Your journey toward financial freedom in retirement
Although the EMI Retirement is tragic, retirees can take proactive steps to improve financial consequences and relieve debt stress.
#1. Start Early
The essence of starting early is to benefit from compounding. There is a difference between Ram who at a young age (30) started saving ₹5,000 monthly in a mutual fund for his retirement. Today, Mr. Ram has an amount that is comfortable for him to continue living full-time in retirement and even offer him money needed for healthcare. Starting too late will leave you with no choice but to borrow money to meet the shortfall in your retirement budget.
#2. Diversify Your Assets
Quite often depositors think that fixed deposits or savings accounts will carry them through retirement but they might not be enough. If you invest and contribute to a variety of investments (mutual funds, equity shares, government schemes and pension schemes), thus forming a reinforced retirement corpus, allowing you to beat inflation. Overall, diversification reduces risk and allows money to grow steadily over time.
#3. Budget/Plan
Making a detailed budget allows you to track your income, your ongoing expenses and your debt obligations. For example, Ms. Neela – a 60 year old retiree from Mumbai – was able to reduce some unnecessary spending and reallocate that money to quickly pay-off high-interest loans first. By doing this, she knew immediately what her non-negotiable expenses were and was able to plan her budget better without accumulating additional debt.
#4. Emergency Position
Unexpected emergencies such as healthcare, home repairs, or ill-fated family obligations, can change your well laid plans of retirement. When creating a budget be sure to have an emergency fund for unexpected expense situations or emergencies, it will help to stop you going into post-retirement debt by having to use credit and/or EMIs.
#5. Financial Literacy
When retirees understand some basic principles of personal finance, expenditures, the investing process, and the consequences of poor credit repayment, retirees can be empowered to make their own informed financial decisions. There are 3 methods you can use to improve your financial educability: attend financial workshops, consult your financial advisor and read or listen to trusted financial education resources. In doing so, you will avoid common pitfalls of the retired and create a financially secure retirement.

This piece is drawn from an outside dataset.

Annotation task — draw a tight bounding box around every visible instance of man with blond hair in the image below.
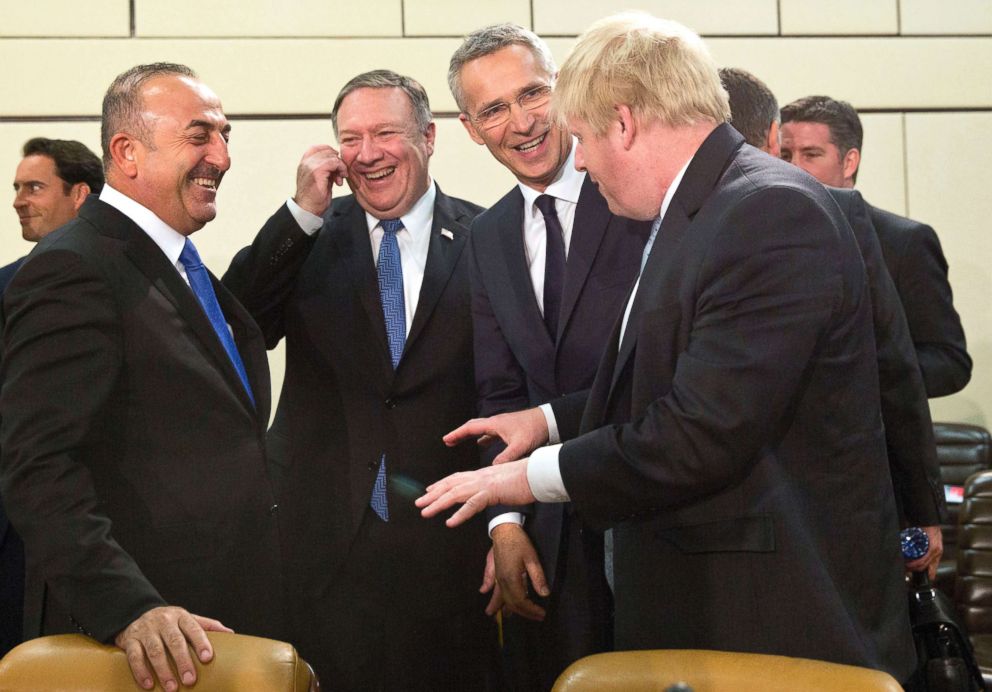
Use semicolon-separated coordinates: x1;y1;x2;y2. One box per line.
418;13;914;679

The growth of “EMI retirement” is a worrying trend in India, suggesting many are entering old age with a lot of debt. Debt is a product of many influences like lack of retirement planning, healthcare costs, inflation and family obligations. Living with EMIs in retirement is more than just a financial burden, it’s a burden on your mind, your independence and your quality of life.
That said, with adequate planning, proper investing, budgeting and understanding money it is possible to minimise the reliance on loans and enable debt free and financially secure retirement. These issues should be tackled now, and in turn should lead you to a retirement that offers comfort, freedom and peace of mind.